Une vie grande est une vie de sagesse, si le sage, comme Comte-Sponville l’exprime si bien, « regrette un peu moins, espère un peu moins et aime un peu plus. » Nietzsche, après Marc-Aurèle,  ne dit pas autre chose : « amor fati. » Aimer ce qui est, aimer son destin.

Regretter un peu moins c’est se débarrasser du passé. Il n’a aucune importance, il n’est plus. Fi de nos culpabilités. Fi de nos mauvais choix, fi de nos erreurs de trajectoire. Embarquez au présent les leçons du passé si et seulement si elles servent votre présent. Mais rompez avec le passé définitivement. Il est entrave. C’est l’une des premières techniques enseignées au jeune conducteur : regarde devant ! Le cavalier ne s’y prend pas autrement. Quant au motard, sa survie en dépend. Carrément. Regarder devant.

Espérer un peu moins c’est se débarrasser du futur. Des angoisses du futur. Des peurs du futur. Le futur n’a pas plus d’importance. Il n’est pas encore. Luc Ferry est clair à ce sujet : « une vie bonne, une vie réussie, est une vie sans peur. » Et notre incapacité à être bien tient souvent aussi de notre incapacité à apprécier ce qui est, à goûter ce qui est, à accepter ce qui est. Si vous vous concentrez sur ce que la vie ne vous donne pas, votre frustration est permanente. Votre angoisse. « Le temps court et je n’ai pas encore accompli tel rêve, vécu telle histoire, traversé tel continent. »

Acceptez. Acceptez ce qui est. Appréciez ce qui est. Pendant longtemps, mes 65000 kms parcourus par an en voiture, les embouteillages, ont pesé sur mes jours. Aujourd’hui je roule plus encore, les routes et autoroutes sont plus encombrées encore, les embouteillages insensés, les heures au volant innombrables. Depuis que j’ai accepté ça, tout ça, je ne suis plus affecté. Ou moins.

Mes nuits d’insomnie aussi ont pesé. Je les ai acceptées. Acceptées les douleurs, les souffrances, catapultées dans mes chansons. Utiles les douleurs, utiles les souffrances, pour entrer plus et mieux en empathie avec l’autre. Avoir vécu beaucoup pour comprendre plus et aider mieux. Même les souffrances sont utiles. Si acceptées. Apprivoisées.

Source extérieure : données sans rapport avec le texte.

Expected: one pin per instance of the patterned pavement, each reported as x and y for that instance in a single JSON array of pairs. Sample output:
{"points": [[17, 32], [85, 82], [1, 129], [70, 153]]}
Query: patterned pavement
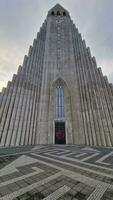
{"points": [[51, 172]]}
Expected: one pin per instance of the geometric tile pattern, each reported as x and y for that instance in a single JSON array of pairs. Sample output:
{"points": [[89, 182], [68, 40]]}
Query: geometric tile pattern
{"points": [[51, 172]]}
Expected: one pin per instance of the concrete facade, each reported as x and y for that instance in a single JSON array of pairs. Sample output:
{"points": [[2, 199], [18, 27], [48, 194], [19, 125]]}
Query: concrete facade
{"points": [[27, 106]]}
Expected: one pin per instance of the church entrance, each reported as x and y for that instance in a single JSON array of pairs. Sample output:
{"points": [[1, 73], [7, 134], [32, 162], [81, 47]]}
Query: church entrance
{"points": [[60, 133]]}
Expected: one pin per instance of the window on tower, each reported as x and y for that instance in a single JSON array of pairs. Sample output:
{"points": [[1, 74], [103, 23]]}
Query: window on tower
{"points": [[52, 13], [58, 13], [64, 14], [59, 101]]}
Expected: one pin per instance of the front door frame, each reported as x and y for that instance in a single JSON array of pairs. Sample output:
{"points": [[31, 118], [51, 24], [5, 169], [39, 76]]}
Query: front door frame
{"points": [[59, 120]]}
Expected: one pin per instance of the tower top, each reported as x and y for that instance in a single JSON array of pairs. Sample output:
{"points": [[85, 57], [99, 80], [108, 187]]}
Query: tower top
{"points": [[58, 10]]}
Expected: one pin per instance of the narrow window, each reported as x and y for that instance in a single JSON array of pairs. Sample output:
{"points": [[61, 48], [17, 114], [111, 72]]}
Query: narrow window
{"points": [[59, 101], [52, 13], [64, 14]]}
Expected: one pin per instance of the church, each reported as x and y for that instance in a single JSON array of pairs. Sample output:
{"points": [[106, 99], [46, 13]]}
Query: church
{"points": [[59, 95]]}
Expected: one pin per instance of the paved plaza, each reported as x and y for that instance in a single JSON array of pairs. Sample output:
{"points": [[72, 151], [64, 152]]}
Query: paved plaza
{"points": [[50, 172]]}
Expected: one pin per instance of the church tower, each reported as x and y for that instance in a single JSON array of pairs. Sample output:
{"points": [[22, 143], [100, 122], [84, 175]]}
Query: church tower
{"points": [[58, 95]]}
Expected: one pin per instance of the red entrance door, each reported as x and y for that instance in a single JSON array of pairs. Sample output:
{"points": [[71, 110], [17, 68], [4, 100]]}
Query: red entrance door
{"points": [[60, 133]]}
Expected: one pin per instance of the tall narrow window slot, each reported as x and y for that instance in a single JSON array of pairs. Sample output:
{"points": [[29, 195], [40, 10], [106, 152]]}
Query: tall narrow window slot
{"points": [[59, 101]]}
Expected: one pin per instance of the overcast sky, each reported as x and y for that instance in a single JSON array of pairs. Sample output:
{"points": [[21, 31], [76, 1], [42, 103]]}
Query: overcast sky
{"points": [[20, 20]]}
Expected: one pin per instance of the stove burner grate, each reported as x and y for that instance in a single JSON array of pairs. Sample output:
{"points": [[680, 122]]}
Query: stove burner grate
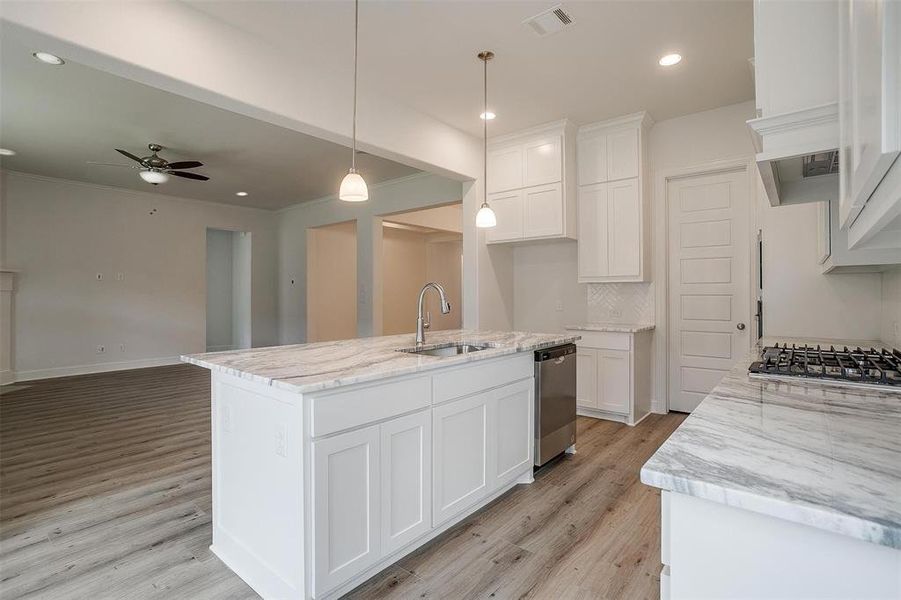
{"points": [[879, 367]]}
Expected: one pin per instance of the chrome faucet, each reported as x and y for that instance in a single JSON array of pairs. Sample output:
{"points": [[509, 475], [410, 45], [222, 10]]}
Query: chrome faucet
{"points": [[421, 324]]}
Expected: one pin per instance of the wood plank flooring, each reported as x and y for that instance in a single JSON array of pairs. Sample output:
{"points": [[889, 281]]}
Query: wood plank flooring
{"points": [[105, 493]]}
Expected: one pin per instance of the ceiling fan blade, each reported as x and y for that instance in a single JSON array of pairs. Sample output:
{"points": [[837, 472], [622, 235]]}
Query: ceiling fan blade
{"points": [[185, 164], [189, 175], [96, 164], [130, 155]]}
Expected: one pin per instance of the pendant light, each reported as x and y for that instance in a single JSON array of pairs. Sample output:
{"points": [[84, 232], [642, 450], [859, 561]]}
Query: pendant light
{"points": [[353, 187], [485, 218]]}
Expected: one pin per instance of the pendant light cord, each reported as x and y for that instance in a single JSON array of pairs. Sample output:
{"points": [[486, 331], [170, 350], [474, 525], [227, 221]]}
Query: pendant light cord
{"points": [[485, 136], [353, 158]]}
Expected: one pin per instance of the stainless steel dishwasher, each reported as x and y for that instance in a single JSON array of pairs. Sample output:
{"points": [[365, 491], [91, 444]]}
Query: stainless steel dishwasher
{"points": [[555, 401]]}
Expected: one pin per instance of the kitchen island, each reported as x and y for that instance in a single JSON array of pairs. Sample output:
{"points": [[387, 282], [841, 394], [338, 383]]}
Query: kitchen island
{"points": [[333, 460], [782, 488]]}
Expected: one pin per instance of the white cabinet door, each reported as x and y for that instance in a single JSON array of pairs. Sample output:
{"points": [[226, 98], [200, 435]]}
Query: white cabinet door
{"points": [[406, 479], [459, 455], [593, 259], [614, 381], [592, 159], [871, 95], [542, 210], [622, 154], [505, 169], [508, 209], [542, 162], [586, 377], [345, 506], [624, 228], [513, 431]]}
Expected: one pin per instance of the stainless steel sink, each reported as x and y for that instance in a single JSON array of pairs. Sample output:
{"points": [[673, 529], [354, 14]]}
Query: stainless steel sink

Aimer un peu plus c’est donc ça : accepter le présent. Retrouver la magie de l’instant. Les châteaux de sable, les sculptures de glace, sont magnifiques parce que fugaces. Et quoi ? Leur fugacité devrait nous en détourner ? Nous empêcher d’en savourer l’harmonie, la pureté, la perfection ?

La vie, comme un château de sable qui s'efface avec le temps

La vie est un château de sable

Si la vie n’était qu’un seul battement de cils, ce battement serait. Et le sens du battement serait le battement. Comme le sens de la vie est la vie. Ni entrée, ni sortie. Juste la vie pour la vie. Un battement de cils d’artiste : harmonieux, pur, parfait. Ou y tendant. Une vie d’artiste donc. Harmonieuse, pure, parfaite. Ou y tendant. Chercher la beauté pour la beauté.

Pratiquement,  car la philosophie peut être opérative, l’artiste est celui qui cultive son talent. Qui le pousse à son paroxysme. Quel est le vôtre ? Pratiquement, l’artiste réussit moyennant trois conditions : il insuffle de la passion dans tout ce qu’il fait, dans tout ce qu’il est. Il apprend les meilleures techniques, il modélise les stratégies d’excellence. Il travaille, travaille, travaille, travaille, travaille, travaille, travaille, travaille, travaille, travaille, travaille, …

Si chacun de nous comprend que le sens de la vie est de ne surtout pas le chercher, mais bien de vivre grandement en nous sachant si petits, si chacun de nous choisit sa plus belle pierre – son talent -, la taille, la polit, si chacun de nous devient un artiste, un grand artiste, alors l’œuvre humanité sera plus belle, plus harmonieuse, plus pure, plus parfaite. Ou y tendant.

Vivons en artistes les Amis. Voler avec les Aigles, c’est ça.